A friend of mine, a future environmental economist, once questioned the practicality of marriage sorting theories: “Can marriage decisions really be modeled in economics? It seems impossible to me, because these are complicated decisions that affect life outcomes over a long time. And even if we can model it, what’s the use?”

Such concerns are probably widely held. One might doubt the validity of marriage theories for they assume people rationally weigh their benefits against costs in their lifetime before they say “I do”. Obviously, economists cannot model everything that is involved in marriage decisions, but can outline several aspects that are likely to govern marriage decisions. Gary Becker (1973) models marriage decision as a two-way matching process, where people get married only when both individuals are better off married than single and prefer this spouse than all other potential spouses. Individuals get married in order to produce household goods (“Z goods” in Becker terms) that contribute to their well-being (utility). If we assume there is only one attribute (say, intelligence) that matters in Z good production, then individuals will find partners with similar (opposite) levels of this attribute if men and women’s attributes are complementary (substitutes) in the production. These are called positive (negative) sorting.

Note that the “Z goods” are loosely defined and can range from meals cooked together to children raised. Becker’s framework is no longer applicable if we want to incorporate gay marriage, as we have to rearrange the groups according to people’s sexuality preferences.

Does getting married affect people’s earnings? There is evidence that married white men enjoy a “marriage premium”. On its surface one might conclude that getting married makes men more productive.

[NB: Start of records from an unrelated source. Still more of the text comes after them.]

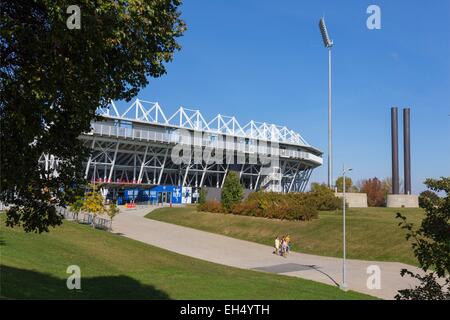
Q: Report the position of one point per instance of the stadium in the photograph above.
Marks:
(132, 154)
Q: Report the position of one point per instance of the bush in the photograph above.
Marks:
(232, 191)
(271, 205)
(324, 197)
(426, 196)
(211, 206)
(376, 192)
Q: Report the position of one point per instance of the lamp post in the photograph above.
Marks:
(343, 285)
(328, 43)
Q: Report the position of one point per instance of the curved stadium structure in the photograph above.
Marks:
(139, 147)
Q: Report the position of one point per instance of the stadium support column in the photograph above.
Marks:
(162, 167)
(114, 162)
(89, 160)
(141, 171)
(407, 150)
(394, 142)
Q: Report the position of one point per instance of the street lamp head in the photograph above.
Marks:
(325, 37)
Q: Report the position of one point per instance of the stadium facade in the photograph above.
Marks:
(167, 158)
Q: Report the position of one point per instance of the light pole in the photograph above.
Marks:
(328, 44)
(343, 285)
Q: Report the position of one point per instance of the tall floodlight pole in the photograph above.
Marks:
(328, 44)
(343, 285)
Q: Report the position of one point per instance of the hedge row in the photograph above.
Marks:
(291, 206)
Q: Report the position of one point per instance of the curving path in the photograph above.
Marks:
(249, 255)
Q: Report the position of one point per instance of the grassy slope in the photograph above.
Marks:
(34, 266)
(372, 233)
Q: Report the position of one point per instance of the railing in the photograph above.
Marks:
(174, 138)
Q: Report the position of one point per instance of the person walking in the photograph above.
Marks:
(277, 245)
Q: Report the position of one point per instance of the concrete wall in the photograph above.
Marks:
(354, 200)
(402, 201)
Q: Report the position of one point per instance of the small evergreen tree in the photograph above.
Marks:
(202, 196)
(348, 184)
(76, 206)
(112, 211)
(232, 191)
(93, 204)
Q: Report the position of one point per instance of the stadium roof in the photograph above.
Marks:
(152, 113)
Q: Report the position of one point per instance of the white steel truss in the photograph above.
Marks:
(151, 112)
(141, 154)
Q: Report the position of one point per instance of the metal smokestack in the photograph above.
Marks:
(394, 137)
(407, 149)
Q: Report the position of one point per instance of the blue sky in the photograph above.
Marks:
(264, 60)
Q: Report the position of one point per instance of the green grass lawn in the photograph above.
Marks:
(33, 266)
(372, 233)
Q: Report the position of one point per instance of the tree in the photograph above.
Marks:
(431, 246)
(76, 206)
(53, 79)
(427, 194)
(94, 204)
(324, 197)
(232, 191)
(376, 192)
(112, 211)
(348, 184)
(202, 196)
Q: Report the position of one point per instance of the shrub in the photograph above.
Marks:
(232, 191)
(324, 197)
(211, 206)
(271, 205)
(348, 184)
(202, 196)
(376, 192)
(426, 196)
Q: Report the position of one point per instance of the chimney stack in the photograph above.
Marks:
(407, 150)
(394, 136)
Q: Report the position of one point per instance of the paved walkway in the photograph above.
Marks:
(249, 255)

But higher earnings might reflect the selection of capable individuals into marriage (Chun and Lee, 2001) or a correlation between higher valuation of family goods and greater earning potential (Reed, Robert, and Harford, 1989). Moreover, economists do not perfectly observe how people define “before” and “after” marriage. Surveys do not accurately reflect the true timeline of individual decisions because “after” might appear way before than economists realize it. Respondents might actively seeking promotion and pay increases before marriage to prepare for a married life. Such patterns are shown in Dougherty (2006).

My next post will be on fertility decisions and investment in children. Quality-quantity tradeoff will surely be covered.

References:

Becker, G. 1973. “A Theory of Marriage: Part I.” Journal of Political Economy 81(4): 813-846.

Chun, Hyunbae, and Injae Lee. 2001. “Why do married men earn more: Productivity or marriage selection?.” Economic Inquiry 39(2): 307-319.

Dougherty, C. 2006. “The Marriage Earnings Premium as a Distributed Fixed Effect.” Journal of Human Resources 41(2): 433-443.

Reed, W. Robert, and Kathleen Harford. 1989. “The marriage premium and compensating wage differentials.” Journal of Population Economics 2(4): 237-265.